Sandra non era nuova alle palestre e le ha detto di avere già
familiarità con le attrezzature, e che da ciò proveniva il suo
fisico ben equilibrato. Linda ha sorriso, ha completato la spiegazione
e l'ha lasciata a lavorare. Sandra ha iniziato con la cyclette per
scaldarsi. Era il mio giorno di riposo ed avevo progettato di fare il
mio solito allenamento presto e poi fare un po' di roller-blading nel
pomeriggio. Stavo utilizzando la macchina per rinforzare i muscoli
delle gambe proprio davanti Sandra e pensavo come mi sarebbe piaciuto
essere una bicicletta sotto di lei. Sentendomi colpevole l'ho guardata
e lei mi ha sorriso. Ho distolto lo sguardo immediatamente e ho
ripreso a fare quello che faccio normalmente, essere timido e
chiudermi in me stesso. Dopo ogni serie di esercizi mi dovevo alzare e
fare dello stretching alle gambe per non farle indurire, ed ogni volta
che lo facevo la guardavo di nascosto, quando ho finito sono andato ai
pesi e mentre li preparavo guardavo verso la cyclette e ho visto che
Sandra non c'era più. Rapidamente ho passato in rassegna le macchine
ed ho visto che si era spostata alla macchina dei pesi. Ho girato il
corpo verso di lei per vedere come si allenava, ho guardato le sue
lunghe gambe ben fatte, le sue tette enormi e la fessura profonda che
l'esercizio che stava facendo mostrava al massimo. Sapevo che quando
avrebbe cominciato ad usare quella macchina sarebbe stata una festa
per la mia vista, ma sapevo anche che questa sarebbe stata l'ultima
volta che avrei potuto vederla quel giorno. Dovevo concentrarmi sul
mio allenamento e non ci sarei riuscito con un'erezione furiosa.
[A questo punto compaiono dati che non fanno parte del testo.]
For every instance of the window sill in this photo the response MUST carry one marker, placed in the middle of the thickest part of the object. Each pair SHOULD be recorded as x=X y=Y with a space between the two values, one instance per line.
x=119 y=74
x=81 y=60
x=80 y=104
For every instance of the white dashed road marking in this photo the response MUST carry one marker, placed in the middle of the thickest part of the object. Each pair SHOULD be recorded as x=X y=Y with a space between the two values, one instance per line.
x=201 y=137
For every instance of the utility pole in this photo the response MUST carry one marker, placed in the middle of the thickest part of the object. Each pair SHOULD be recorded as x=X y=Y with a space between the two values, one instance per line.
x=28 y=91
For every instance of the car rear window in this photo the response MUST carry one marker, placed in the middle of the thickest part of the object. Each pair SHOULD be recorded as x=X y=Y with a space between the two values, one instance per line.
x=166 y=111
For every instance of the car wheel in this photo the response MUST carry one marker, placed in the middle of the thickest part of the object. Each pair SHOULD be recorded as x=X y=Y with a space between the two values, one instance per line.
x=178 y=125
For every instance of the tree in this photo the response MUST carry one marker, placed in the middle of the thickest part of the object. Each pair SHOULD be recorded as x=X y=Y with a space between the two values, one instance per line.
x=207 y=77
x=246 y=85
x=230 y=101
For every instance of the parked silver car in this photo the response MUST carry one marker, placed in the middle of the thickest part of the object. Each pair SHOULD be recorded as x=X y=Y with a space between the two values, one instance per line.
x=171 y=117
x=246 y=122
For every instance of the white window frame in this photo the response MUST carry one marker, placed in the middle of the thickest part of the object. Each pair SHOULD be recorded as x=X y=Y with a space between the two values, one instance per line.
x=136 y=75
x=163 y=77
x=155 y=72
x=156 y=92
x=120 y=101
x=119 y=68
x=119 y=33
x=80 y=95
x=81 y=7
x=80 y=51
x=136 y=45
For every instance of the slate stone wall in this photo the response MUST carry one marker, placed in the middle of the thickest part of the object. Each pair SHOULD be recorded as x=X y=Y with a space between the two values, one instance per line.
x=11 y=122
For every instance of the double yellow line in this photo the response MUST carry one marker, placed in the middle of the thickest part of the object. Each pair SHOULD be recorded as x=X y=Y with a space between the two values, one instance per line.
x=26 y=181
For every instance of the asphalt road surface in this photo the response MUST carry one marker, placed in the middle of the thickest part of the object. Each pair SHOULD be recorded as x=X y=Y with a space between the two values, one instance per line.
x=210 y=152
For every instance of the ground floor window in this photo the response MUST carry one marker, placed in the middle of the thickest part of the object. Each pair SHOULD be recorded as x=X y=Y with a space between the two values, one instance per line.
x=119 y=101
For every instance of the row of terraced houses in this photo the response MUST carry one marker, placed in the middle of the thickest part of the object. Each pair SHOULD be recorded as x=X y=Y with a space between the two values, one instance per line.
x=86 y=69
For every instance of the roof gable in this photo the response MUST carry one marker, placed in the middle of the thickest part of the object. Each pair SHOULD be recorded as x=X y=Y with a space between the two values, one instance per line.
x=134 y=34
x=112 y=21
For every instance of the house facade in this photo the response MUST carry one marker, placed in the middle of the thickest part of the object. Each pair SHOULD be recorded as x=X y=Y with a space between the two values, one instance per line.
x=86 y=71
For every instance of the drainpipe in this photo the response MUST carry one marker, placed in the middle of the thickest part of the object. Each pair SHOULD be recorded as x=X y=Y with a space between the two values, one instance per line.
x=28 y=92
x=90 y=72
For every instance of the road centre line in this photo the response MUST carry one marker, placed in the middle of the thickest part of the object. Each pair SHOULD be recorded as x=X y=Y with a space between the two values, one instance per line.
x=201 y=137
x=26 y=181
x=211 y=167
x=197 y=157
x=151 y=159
Finalmente è stata pronta e ha afferrato il manubrio sulle spalle,
poi ha cominciato a schiacciare i muscoli dello stomaco; ora potevo
vedere sotto la parte superiore del body le belle tette senza
reggiseno con piccoli capezzoli duri e ho capito che dovevo andare in
un'altra parte della palestra. Non lavoravo più! Se fossi rimasto lì
più a lungo avrei avuto un'erezione che non avrei potuto nascondere,
così ho guardato ancora quegli splendidi meloni ed il leggero
rigonfiamento del monte di venere e poi sono andato all'altro lato
della palestra. Stavo iniziando a lavorare alla macchina per i
deltoidi quando qualcuno mi ha toccato la spalla e quando mi sono
girato c'era lei! Sono quasi morto perché ho pensato volesse
lamentarsi per il fatto che l'avevo fissata troppo intensamente.
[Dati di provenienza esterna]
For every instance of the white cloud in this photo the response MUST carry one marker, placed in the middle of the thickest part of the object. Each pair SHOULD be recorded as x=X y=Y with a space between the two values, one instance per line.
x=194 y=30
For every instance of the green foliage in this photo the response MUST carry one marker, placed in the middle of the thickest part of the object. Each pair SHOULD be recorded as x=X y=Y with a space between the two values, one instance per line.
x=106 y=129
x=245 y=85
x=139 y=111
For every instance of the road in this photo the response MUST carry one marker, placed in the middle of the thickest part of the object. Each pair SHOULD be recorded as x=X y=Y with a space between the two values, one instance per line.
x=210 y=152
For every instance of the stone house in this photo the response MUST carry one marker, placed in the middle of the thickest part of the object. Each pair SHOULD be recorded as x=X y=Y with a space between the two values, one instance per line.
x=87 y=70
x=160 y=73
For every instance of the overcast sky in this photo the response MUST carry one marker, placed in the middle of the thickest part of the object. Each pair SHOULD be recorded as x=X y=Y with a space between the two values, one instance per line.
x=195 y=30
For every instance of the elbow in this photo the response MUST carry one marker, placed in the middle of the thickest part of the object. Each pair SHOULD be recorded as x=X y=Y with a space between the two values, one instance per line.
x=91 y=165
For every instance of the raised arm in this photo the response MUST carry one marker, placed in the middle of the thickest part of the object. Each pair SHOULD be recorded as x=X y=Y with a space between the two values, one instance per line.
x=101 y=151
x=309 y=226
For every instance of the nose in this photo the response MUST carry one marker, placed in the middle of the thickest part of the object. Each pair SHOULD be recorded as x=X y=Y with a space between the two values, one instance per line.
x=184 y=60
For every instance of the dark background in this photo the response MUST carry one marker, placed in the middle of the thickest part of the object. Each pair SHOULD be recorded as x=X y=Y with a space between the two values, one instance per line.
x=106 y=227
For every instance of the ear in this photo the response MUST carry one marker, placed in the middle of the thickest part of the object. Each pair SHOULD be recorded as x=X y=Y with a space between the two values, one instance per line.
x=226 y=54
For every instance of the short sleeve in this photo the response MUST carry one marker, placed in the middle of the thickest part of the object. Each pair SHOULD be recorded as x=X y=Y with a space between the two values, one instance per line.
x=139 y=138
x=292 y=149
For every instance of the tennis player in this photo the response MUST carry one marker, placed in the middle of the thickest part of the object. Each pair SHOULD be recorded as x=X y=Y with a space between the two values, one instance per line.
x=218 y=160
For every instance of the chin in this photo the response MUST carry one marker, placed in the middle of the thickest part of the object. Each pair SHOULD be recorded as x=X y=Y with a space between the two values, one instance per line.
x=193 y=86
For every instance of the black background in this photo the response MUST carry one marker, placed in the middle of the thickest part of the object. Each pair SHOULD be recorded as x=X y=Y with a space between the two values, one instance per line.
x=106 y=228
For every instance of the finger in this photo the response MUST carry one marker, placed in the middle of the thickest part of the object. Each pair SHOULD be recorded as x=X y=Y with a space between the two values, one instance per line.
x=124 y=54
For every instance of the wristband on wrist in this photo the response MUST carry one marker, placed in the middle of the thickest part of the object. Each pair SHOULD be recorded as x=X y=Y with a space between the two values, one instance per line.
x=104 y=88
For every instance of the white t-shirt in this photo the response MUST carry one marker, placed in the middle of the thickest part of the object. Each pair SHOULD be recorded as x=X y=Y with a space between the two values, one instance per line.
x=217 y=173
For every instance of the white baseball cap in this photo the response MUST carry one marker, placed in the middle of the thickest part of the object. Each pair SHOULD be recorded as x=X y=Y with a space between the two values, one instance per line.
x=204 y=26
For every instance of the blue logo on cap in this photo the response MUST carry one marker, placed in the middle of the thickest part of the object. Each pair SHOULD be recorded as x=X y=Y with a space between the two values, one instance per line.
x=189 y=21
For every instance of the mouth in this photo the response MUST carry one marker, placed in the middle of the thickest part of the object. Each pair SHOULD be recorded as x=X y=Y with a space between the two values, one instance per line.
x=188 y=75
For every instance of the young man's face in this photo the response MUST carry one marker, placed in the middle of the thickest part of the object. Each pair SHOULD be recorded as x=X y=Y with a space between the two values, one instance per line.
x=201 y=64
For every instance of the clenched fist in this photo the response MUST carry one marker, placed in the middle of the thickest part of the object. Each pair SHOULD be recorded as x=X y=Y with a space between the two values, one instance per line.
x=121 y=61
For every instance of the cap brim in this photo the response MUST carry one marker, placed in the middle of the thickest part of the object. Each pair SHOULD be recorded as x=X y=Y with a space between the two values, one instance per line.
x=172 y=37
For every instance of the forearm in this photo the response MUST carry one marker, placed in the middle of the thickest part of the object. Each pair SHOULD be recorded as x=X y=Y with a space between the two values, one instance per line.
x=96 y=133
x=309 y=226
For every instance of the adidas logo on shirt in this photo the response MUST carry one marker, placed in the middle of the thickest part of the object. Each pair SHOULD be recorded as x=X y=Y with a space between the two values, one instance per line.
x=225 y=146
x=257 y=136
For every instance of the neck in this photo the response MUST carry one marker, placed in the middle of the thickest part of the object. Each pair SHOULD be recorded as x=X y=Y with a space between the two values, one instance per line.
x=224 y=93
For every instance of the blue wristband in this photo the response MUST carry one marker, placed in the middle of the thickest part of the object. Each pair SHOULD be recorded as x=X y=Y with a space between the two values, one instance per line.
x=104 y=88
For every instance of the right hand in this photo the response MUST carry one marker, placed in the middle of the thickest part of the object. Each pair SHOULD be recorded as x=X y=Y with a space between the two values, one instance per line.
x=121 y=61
Ragazzi, ero in errore! Le ho detto di aspettare un secondo e
lentamente ho abbassato i pesi per non farli cadere troppo velocemente
e fare troppo rumore, poi mi sono asciugato il sudore dalla fronte e
le ho chiesto in che cosa potevo esserle utile. Mi ha detto di
chiamarsi Sandra e voleva sapere se mi sarebbe piaciuto essere il suo
partner nell'allenamento. Le ho domandato se voleva dire per quel
giorno o per il futuro? Mi ha risposto per quel giorno per cominciare
e poi si sarebbe visto. La mia mente mulinava, dio era splendido!
Avrei voluto allungare le braccia ed abbracciarla! "Ok," ho
detto, "ma prima di cominciare devo dirti che il mio nome è Cris."
"Lo so," ha detto, "l'ho domandato a Linda mentre mi
guardavi quando ero alla cyclette." "Allora grazie per non
esserti offesa per il mio comportamento da adolescente eccitato!"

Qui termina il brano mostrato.